DESIGN STRATEGIES AND TACTICS TO DEFEAT CO-ORBITAL ANTI-SATELLITE CAPABILITIES

Abstract

Spacecraft play an increasingly significant role in U.S. military operations. For adversaries looking to degrade U.S. capability to mitigate tactical advantage, this reliance provides another attack vector and represents a potential U.S. weakness. Recent technological developments have resulted in the increased proliferation of “attack” satellites. A strong understanding of the orbital domain and orbital dynamics is necessary to effectively evade these attackers. Much like the early days of aviation, space innovation has outpaced existing tactics, techniques and procedures. This thesis aims to provide an overview of the domain and possible evasive maneuvers to facilitate further tactics development.
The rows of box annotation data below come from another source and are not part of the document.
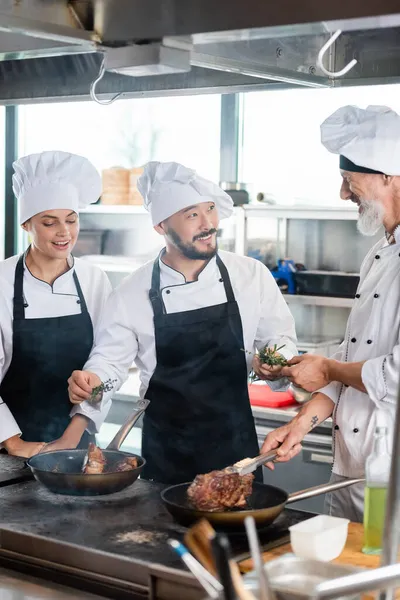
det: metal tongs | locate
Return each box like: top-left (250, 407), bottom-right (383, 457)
top-left (226, 448), bottom-right (278, 475)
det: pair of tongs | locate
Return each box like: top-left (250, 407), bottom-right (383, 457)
top-left (224, 448), bottom-right (278, 476)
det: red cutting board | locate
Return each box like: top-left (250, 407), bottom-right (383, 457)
top-left (249, 383), bottom-right (297, 408)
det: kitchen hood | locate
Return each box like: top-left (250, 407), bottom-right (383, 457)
top-left (0, 0), bottom-right (400, 104)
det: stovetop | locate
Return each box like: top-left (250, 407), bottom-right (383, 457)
top-left (0, 480), bottom-right (312, 569)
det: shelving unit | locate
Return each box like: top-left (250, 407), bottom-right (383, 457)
top-left (283, 294), bottom-right (353, 308)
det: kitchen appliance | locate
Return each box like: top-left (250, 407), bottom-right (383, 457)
top-left (220, 181), bottom-right (249, 206)
top-left (161, 479), bottom-right (365, 531)
top-left (27, 400), bottom-right (150, 496)
top-left (293, 270), bottom-right (360, 298)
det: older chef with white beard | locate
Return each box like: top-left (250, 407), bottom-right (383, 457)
top-left (263, 106), bottom-right (400, 521)
top-left (0, 151), bottom-right (111, 457)
top-left (70, 162), bottom-right (296, 484)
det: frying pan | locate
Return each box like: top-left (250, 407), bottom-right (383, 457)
top-left (161, 479), bottom-right (365, 530)
top-left (26, 400), bottom-right (150, 496)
It begins with an overview of the threat landscape to provide background on what to expect and proceeds to discuss what positions of advantage are in space and how thrust commands translate to maneuvers at different time scales. It details the development of an engagement simulator and provides insight as to the effect of various evasion thrust patterns. From this, an evasion tactic is developed and tested in the simulator. This tactic proves effective in evading an aggressor while also demonstrating substantial fuel savings over alternative methods. Finally, different spacecraft parameters are compared to determine what hardware improvements provide the best evasive capability.